While corporate decision-makers are often professionals and are, in theory, required to follow a professional code of ethics, the same may not necessarily be so for others within an organization, or within outside companies that you deal with. Typically, ethical dilemmas arise and must be dealt with at all levels of business activity. An ethical dilemma does not recognize nor respect whether one is a professional or not, it simply is. Regardless of who is involved and what is at issue, at law all employees, professional or not, act as agents for your organization; therefore, a healthy organization needs to be vigilant in watching what its managerial staff and employees say and do on its behalf.

Each action a staff member takes in pursuit of a business endeavor says something telling about the ethical nature of your company and how it operates.

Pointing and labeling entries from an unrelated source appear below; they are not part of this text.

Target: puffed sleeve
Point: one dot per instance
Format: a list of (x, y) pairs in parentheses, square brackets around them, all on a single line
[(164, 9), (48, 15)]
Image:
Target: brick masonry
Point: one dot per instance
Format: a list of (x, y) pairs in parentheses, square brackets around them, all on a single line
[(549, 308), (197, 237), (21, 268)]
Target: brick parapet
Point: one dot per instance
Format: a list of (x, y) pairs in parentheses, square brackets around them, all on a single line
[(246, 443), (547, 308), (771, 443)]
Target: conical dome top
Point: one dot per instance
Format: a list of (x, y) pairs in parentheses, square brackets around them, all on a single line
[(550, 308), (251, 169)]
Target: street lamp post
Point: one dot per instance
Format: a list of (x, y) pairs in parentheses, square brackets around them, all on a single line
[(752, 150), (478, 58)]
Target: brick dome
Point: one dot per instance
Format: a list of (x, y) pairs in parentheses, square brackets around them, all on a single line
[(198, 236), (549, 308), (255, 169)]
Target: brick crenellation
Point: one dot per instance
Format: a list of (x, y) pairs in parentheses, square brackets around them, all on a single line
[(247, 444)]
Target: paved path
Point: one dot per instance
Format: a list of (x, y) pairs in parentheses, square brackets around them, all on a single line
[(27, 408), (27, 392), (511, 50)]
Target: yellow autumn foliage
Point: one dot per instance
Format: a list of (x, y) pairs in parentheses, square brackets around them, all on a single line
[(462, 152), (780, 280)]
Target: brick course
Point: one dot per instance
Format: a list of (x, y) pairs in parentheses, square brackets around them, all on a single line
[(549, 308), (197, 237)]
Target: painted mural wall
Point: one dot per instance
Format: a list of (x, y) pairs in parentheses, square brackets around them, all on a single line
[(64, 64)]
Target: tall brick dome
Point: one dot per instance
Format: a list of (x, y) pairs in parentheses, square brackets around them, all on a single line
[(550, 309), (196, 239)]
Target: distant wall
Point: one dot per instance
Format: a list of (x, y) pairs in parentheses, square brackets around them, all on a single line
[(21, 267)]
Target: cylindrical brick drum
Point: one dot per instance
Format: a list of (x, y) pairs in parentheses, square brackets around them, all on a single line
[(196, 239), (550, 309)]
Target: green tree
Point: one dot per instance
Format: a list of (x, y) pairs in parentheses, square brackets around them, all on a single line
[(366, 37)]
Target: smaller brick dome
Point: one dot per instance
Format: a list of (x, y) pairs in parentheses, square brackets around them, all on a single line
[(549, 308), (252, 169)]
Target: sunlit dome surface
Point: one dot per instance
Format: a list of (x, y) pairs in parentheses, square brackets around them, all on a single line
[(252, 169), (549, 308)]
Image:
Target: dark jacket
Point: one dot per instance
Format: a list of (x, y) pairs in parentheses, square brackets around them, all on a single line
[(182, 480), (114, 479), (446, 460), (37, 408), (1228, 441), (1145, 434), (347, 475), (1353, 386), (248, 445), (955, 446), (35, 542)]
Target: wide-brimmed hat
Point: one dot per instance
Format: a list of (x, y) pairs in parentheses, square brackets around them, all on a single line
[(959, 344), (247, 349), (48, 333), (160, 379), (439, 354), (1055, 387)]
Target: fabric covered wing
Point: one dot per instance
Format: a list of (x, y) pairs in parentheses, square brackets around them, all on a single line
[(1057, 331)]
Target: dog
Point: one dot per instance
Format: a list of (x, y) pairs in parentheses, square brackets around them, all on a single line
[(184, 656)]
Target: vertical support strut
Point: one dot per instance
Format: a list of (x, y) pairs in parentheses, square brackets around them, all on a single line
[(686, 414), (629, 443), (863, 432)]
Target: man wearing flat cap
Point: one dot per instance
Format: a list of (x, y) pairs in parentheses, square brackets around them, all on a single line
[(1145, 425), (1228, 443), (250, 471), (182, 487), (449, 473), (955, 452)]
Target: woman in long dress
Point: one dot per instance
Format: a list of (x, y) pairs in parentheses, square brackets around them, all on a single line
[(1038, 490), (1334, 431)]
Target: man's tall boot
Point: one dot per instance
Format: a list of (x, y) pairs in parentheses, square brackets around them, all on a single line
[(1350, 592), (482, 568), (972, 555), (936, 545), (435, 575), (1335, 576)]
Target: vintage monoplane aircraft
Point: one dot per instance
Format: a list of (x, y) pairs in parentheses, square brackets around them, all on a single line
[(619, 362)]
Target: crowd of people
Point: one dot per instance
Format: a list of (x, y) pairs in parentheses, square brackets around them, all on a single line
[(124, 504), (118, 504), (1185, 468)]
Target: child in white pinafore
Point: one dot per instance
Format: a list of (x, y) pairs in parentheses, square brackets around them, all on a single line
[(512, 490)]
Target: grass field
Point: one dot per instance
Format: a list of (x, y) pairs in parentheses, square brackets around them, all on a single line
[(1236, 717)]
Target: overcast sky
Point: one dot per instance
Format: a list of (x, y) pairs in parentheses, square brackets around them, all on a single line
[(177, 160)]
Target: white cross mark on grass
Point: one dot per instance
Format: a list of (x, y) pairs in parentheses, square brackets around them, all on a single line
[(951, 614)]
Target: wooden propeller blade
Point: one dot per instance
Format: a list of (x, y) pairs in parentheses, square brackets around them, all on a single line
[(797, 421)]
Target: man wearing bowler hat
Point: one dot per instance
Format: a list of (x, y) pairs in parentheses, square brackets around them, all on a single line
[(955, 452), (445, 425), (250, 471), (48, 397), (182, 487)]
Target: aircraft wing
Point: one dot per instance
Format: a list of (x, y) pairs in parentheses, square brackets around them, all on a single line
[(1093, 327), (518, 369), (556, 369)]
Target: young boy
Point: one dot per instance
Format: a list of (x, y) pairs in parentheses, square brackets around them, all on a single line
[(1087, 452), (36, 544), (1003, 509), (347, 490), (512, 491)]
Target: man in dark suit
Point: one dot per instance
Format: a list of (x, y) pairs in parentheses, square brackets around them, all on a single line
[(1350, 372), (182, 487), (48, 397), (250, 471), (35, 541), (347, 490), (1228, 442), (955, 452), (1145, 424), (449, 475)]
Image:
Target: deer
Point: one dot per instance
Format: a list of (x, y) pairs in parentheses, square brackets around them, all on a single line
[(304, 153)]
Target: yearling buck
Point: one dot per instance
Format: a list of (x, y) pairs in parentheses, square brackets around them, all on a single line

An employee operating under a sound ethical code and/or with ethical training may be better suited to effectively tackle a thorny ethical challenge than one who is not.

One recent example of questionable corporate behavior that was clearly unethical—and possibly even illegal—concerned at least three industrial-level biodiesel production companies and the rail carrier that shipped their product. While not a mining-related case, it is relevant because it illustrates the kind of questionable activity that one encounters all too often in business.

Example: the case of the un-shipped shipped goods

Over two weeks in 2010, 68 to 89 rail cars at a time were transported multiple times back and forth across the Canada/US border. A total of 1,984 rail cars full of biodiesel were shipped. Not a single shipment was ever actually delivered. The same cars merely flip-flopped between Ontario and Michigan over and over again. The rail company played an integral role in the ruse by willfully turning a blind eye to the dubious behavior. A June 14, 2010 email from a rail company manager handling the transaction contained the following: “It will be the same cars flipping back and forth and the product will stay on the car […]. Target is to get at least 25 flips across the border and back by June 30th.” A follow up email from the same manager two weeks later to thank her staff contained the following: “Records show that we moved 1,984 cars total […]. This equates to approximately 2.6 million dollars of revenue for these flips across the border at Sarnia.” (Nicol & Seglins (2012))

It turns out that one of the biodiesel producers very likely authored the deception to create and profit from false credits set up by the US Environmental Protection Agency (USEPA). The USEPA is investigating this company and three others for similar violations (Nicol & Seglins (2012)).

With time, a more complete version of the “truth” behind this story will come out. A great deal of time, emotional energy and money will be exhausted in that fact-finding process. Meanwhile, the reputational damage to all the companies involved (including the rail company, which appears to have been clearly in on the ruse), and to the integrity of the pure as green biodiesel industry itself, is undeniable. You can only scratch your head and ask “Was it really worth it?”

What kind of a corporate culture leads to this and other kinds of unethical behavior? What can be done to limit it, or even better, stop it altogether? These are only some of the issues we will explore in this course.